Probably would do better with more sun. They tolerate shade but really do better with at least partial sun.

You're better off waiting until early Spring or late Winter to transplant. Might be hard to enter the coldest part of the year in severe transplant shock. Citrus are semitropical, so it's more important. Dormant trees that lose their leaves are fine to plant in Winter.

For transplanting established trees like that, you are better off root pruning it couple months or so before transplanting it. Just make cuts with a sharpshooter shovel around it. You don't have to do them all at once. Make the cuts about where you will dig up the root ball, or even slightly closer to it. The idea is that it will make more feeder roots closer by the tree and handle the transplant better than if it lost all of its feeder roots at once.
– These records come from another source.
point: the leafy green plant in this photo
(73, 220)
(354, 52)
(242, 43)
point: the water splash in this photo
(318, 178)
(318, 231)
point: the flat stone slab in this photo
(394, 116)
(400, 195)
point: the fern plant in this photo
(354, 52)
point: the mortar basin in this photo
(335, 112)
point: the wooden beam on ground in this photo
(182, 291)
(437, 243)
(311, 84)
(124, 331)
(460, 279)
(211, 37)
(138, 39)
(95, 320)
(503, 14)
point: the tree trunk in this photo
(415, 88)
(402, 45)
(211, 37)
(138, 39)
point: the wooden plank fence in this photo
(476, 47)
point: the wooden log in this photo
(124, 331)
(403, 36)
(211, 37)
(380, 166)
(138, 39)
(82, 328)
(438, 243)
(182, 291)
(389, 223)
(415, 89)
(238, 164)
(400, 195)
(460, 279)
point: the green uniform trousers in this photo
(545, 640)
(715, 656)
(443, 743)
I'm sure you know this but you should also prune the canopy to match the roots. If you cut a bunch of roots off, which will happen, cut back the canopy by about the same amount. You can't have a huge canopy without the roots to support it.


----------



## bigdav160 (Aug 25, 2004)

Y'all spraying for bugs? The bugs tear up my citrus and the wife doesn't want me to spray.


----------



## Its Catchy (Apr 10, 2014)

I planted a Meyer Lemon tree from seed 7 years ago. I was told it would never produce, had to be grafted, yada, yada, yada.

Last year it produced an enormous crop of lemons. This year barely a few. I gave up on this years crop and pruned it way back. I will see what happens in the future.


----------



## Muddskipper (Dec 29, 2004)

Bugs attack trees in distress .....if you plant a tree too deep it stresses them out.
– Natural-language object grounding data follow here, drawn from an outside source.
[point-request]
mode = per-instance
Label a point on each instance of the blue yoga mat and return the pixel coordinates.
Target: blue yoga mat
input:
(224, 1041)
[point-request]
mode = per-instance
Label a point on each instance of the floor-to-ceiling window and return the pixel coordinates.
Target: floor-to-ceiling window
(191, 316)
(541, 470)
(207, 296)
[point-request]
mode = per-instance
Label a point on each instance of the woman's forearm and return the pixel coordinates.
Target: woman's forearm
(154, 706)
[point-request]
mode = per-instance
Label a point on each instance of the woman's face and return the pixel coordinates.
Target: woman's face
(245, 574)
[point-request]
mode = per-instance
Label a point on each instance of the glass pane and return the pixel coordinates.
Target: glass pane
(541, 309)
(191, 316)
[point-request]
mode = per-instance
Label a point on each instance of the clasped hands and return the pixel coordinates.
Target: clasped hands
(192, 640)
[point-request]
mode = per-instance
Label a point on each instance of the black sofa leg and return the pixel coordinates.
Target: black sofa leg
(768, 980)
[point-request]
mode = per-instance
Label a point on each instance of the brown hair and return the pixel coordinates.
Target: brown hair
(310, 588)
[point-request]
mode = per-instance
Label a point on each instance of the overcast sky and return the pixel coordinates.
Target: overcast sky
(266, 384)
The root crown should not be covered.....you can fix this by uncovering it

Feeding now with fertilizer will force blooms going into the winter....not what you want.

After the the last frost start feeding....I use micro life for citrus as it has trace elements your trees need.....and it's hard to use to much that will hurt your tree


----------



## redexpress (Apr 5, 2010)

They need a high nitrogen fertilizer. I have heck with fungus on all my citrus.
Info:
http://aggie-horticulture.tamu.edu/fruit-nut/fact-sheets/citrus/


----------



## old 37 (Nov 30, 2014)

I have three Meyer trees or bushes about 8 feet tall and branches cover a circle about seven foot in dia each in sun and they produce yearly almost to the point of being ridiculous . I have been very lucky as never had a problem at all, only special thing I do is fertilize and they are covered by a sprinkler system so get water daily. Last year picked 2500 lemons and are loaded again this year, just turning color so should be ready mid Dec.


----------